Concepts are super important. But we have to have a way to communicate them. So in paragraph five, I gave you a bunch of notation. This notation is really handy so we don’t have to write out huge DNA sequences to see the difference between alleles. In fact, this notation is older than our ability to sequence DNA! But one thing that’s really tricky for students is to keep concepts and notation linked. I hear students talking about big R’s and little r’s and I know they understand the notation, but I don’t necessarily know that they understand what those letters represent.
But that’s not all! In paragraph 7, I gave you procedural knowledge. I gave you steps to fill out a Punnett square. And this is typically what my students remember the best. They LOVE to fill out Punnett squares. They remember the steps, they can get it right, and it makes them feel confident. It also drives me absolutely nuts because most of those students have NO IDEA what a Punnett Square actually represents. They’ve completely lost the conceptual underpinnings.
Last year I had a student who was on the autism spectrum; I’ll call her Anna. For whatever reason, she could not stand Punnett squares. She’d built herself a sizable mental wall over them in middle school, and just the sight of one on the board could send her straight to tears. At first, I was completely bamboozled. Anna needed to be able to do Punnett squares! She needed to understand inheritance patterns!
A key moment of learning for me was realizing this: those two things are not the same thing, and only the second statement is true. Anna’s tablemates came up with an alternate format for creating all possible combinations of alleles from parents.
Anna had great success using this alternate format, and her tablemates told me (and their answers to a couple of key test questions told me) they really understood genetics a lot better. They had to rely on a conceptual understanding of alleles and inheritance to create a new format for combinations. They taught it to the whole class, and the whole class grew from the experience.
I’d like to point out quickly that it was my students who came up with the new format. I think I’d created a classroom culture that allowed this to happen; asking questions and trying stuff out was normal, and student ideas and collaborative learning were valued. But if it had been just me, Anna would’ve been stuck in the Punnett square cycle of despair forever.

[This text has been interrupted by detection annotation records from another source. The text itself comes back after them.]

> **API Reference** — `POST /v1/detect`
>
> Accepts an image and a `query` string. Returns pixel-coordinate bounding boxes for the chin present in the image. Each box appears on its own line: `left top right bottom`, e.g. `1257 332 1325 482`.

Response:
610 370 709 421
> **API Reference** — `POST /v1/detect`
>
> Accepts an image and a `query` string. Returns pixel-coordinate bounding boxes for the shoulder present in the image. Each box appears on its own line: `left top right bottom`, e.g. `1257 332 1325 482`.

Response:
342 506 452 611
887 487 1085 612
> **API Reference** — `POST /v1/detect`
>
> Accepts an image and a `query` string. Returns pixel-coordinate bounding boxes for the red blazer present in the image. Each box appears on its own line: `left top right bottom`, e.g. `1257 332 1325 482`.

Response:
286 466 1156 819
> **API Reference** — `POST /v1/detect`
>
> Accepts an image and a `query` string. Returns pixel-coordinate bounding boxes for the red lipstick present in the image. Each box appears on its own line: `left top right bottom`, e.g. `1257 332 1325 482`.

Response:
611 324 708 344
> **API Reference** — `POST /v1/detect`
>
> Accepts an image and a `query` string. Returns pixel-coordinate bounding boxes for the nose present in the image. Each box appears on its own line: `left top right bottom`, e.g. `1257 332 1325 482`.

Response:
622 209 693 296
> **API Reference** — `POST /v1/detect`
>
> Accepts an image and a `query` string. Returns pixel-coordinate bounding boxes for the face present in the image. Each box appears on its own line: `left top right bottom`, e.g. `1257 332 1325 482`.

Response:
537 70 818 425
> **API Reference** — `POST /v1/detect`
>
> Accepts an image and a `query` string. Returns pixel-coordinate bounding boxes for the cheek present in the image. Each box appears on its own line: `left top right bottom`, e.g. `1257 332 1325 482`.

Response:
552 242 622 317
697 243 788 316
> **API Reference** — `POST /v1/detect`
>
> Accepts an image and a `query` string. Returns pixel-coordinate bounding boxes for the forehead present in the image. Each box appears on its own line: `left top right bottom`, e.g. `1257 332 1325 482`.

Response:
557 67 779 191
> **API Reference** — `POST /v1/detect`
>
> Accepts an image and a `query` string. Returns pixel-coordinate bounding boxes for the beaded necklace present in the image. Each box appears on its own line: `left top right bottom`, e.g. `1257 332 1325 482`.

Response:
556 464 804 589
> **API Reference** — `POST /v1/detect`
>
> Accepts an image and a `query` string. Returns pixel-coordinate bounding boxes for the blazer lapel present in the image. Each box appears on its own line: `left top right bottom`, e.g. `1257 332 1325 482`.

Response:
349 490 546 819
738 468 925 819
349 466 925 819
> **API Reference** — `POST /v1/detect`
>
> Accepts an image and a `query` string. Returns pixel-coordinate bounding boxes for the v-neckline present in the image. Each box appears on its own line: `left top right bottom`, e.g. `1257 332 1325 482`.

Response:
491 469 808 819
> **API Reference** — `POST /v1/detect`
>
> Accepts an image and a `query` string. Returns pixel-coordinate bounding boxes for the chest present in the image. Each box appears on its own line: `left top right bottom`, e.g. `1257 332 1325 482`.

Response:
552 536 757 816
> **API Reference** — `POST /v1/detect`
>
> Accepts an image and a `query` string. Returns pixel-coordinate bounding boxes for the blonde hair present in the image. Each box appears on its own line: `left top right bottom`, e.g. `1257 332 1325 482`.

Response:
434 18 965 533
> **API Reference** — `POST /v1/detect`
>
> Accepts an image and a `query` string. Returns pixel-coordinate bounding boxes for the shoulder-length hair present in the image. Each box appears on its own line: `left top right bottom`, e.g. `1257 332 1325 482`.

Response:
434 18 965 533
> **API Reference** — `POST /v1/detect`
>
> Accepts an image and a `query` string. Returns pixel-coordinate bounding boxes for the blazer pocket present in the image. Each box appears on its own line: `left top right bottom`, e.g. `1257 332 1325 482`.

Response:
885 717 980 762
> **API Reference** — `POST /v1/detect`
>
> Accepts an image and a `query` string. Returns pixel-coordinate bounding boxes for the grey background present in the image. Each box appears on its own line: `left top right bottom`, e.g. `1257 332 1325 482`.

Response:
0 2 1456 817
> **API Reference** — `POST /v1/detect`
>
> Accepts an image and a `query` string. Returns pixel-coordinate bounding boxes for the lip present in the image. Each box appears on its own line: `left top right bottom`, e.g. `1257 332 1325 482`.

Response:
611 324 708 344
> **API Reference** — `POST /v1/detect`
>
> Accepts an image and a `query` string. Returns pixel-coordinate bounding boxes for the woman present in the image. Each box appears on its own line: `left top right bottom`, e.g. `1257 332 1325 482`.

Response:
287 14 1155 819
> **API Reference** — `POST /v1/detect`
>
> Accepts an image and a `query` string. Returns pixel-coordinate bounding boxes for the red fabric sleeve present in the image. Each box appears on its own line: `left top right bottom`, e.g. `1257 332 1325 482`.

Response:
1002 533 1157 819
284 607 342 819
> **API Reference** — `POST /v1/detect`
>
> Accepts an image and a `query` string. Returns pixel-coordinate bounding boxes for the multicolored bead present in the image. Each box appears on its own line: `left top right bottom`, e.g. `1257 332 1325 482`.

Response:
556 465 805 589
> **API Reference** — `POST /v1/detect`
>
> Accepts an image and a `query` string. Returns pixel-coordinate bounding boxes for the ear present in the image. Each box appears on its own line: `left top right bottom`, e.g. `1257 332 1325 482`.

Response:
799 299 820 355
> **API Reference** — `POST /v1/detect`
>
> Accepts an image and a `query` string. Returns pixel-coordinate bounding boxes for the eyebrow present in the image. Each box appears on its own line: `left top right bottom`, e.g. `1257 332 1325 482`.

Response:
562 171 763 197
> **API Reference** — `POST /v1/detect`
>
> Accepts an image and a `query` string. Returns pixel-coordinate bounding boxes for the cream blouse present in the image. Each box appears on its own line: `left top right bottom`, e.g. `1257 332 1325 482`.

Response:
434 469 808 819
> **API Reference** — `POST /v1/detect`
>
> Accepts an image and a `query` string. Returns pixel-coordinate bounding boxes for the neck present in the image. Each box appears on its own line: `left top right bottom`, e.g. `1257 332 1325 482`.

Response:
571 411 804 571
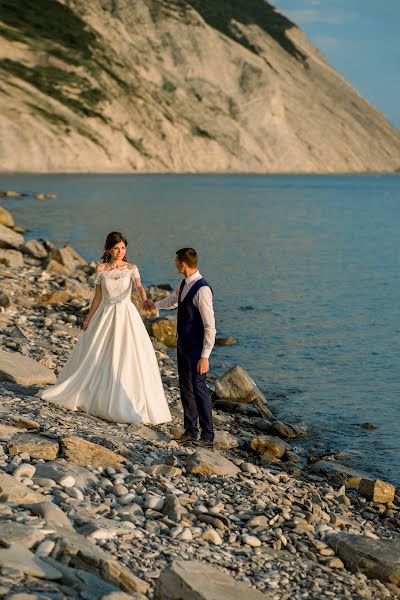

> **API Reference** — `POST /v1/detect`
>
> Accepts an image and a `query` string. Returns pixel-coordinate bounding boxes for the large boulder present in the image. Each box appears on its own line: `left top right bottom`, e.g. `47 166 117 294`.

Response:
0 248 24 269
358 479 396 504
21 240 48 259
310 460 368 490
7 433 60 460
0 350 56 386
250 435 290 458
34 459 98 489
149 317 176 347
0 224 24 250
0 473 49 504
61 435 125 468
52 527 150 594
0 544 62 580
328 533 400 586
215 365 272 418
0 206 15 227
187 448 240 477
154 560 275 600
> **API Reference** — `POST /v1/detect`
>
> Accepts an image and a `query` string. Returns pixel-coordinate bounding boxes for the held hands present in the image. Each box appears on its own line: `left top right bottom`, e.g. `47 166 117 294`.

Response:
81 317 90 331
142 300 156 312
197 356 210 375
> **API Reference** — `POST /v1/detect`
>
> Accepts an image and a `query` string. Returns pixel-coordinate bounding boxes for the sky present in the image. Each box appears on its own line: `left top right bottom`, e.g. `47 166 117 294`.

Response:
269 0 400 129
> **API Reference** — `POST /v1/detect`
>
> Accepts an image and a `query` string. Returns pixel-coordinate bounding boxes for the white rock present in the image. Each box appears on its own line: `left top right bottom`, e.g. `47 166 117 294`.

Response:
59 475 76 487
179 527 193 542
242 535 262 548
201 529 222 546
35 540 56 556
13 463 36 479
65 487 85 500
145 494 165 510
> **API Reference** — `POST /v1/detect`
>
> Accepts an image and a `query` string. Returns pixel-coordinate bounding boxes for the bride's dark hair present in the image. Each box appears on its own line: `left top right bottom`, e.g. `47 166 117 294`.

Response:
102 231 128 262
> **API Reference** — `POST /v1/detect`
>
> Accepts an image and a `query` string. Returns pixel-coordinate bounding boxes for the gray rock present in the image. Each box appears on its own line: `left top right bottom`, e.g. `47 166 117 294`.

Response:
0 473 48 504
0 350 56 386
154 560 272 600
328 533 400 585
0 544 62 580
36 459 98 489
0 522 46 548
0 248 24 269
126 423 171 442
7 433 59 460
310 460 368 489
215 365 272 417
187 448 240 477
23 502 73 529
21 240 48 258
0 223 24 250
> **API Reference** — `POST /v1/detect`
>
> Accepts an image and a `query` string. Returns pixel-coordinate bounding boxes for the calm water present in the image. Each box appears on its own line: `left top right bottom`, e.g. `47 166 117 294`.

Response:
0 175 400 483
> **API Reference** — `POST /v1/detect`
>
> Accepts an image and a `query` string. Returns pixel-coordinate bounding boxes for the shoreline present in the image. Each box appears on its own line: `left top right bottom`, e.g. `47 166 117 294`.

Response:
0 203 400 600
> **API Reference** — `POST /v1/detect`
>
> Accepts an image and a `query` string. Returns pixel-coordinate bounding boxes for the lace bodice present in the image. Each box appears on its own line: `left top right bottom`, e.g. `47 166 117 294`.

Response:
95 267 140 304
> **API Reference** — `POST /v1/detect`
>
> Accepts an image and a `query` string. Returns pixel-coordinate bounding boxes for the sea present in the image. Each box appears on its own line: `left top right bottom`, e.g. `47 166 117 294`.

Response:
0 174 400 485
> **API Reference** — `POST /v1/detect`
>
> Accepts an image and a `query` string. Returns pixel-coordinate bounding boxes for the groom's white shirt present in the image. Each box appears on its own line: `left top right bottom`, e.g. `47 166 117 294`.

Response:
155 271 215 358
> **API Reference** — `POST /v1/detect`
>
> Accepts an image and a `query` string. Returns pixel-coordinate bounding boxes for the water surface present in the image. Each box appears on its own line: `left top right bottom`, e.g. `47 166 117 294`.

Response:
0 175 400 483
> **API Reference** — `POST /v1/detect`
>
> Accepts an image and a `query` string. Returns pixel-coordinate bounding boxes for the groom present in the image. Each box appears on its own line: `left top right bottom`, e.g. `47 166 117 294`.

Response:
147 248 215 448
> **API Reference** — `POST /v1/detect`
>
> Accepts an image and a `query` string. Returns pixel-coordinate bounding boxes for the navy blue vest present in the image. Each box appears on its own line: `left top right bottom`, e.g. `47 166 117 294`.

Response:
177 278 212 352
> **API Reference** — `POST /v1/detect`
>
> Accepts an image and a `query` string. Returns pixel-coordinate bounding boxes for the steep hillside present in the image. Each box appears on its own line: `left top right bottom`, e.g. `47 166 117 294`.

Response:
0 0 400 172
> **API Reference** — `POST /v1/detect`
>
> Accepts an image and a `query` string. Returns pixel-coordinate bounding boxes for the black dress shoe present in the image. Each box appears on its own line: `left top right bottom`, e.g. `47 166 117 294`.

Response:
194 438 214 450
177 433 197 444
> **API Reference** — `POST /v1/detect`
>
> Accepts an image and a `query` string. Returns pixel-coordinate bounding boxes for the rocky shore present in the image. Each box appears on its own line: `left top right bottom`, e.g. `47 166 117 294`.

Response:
0 207 400 600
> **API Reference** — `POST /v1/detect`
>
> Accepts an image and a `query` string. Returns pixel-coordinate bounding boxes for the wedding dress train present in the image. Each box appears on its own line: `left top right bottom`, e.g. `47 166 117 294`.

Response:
37 265 171 424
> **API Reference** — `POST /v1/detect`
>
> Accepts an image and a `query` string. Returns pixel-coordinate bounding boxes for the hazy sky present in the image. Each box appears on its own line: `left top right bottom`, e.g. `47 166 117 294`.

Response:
270 0 400 128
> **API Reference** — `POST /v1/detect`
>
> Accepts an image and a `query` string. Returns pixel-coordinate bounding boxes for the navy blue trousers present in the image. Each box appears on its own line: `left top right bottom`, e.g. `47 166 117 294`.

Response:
177 341 214 441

This was my first window into separating my own thinking about genetics from a conceptual, notational, and procedural standpoint, and it was hugely informative. I saw kids getting so good at a procedure that they lost the concepts. This year I taught all my classes how to NOT use Punnett squares, much to their consternation!
But my students weren’t done teaching me things yet. This year gave me even further insight into this tangle of information that is genetics. That’s for a Part 2, coming on Wednesday!
Your homework: Can you think of an example of concepts and notation that is specific to another discipline? Do people (or you) place more importance on one than the other?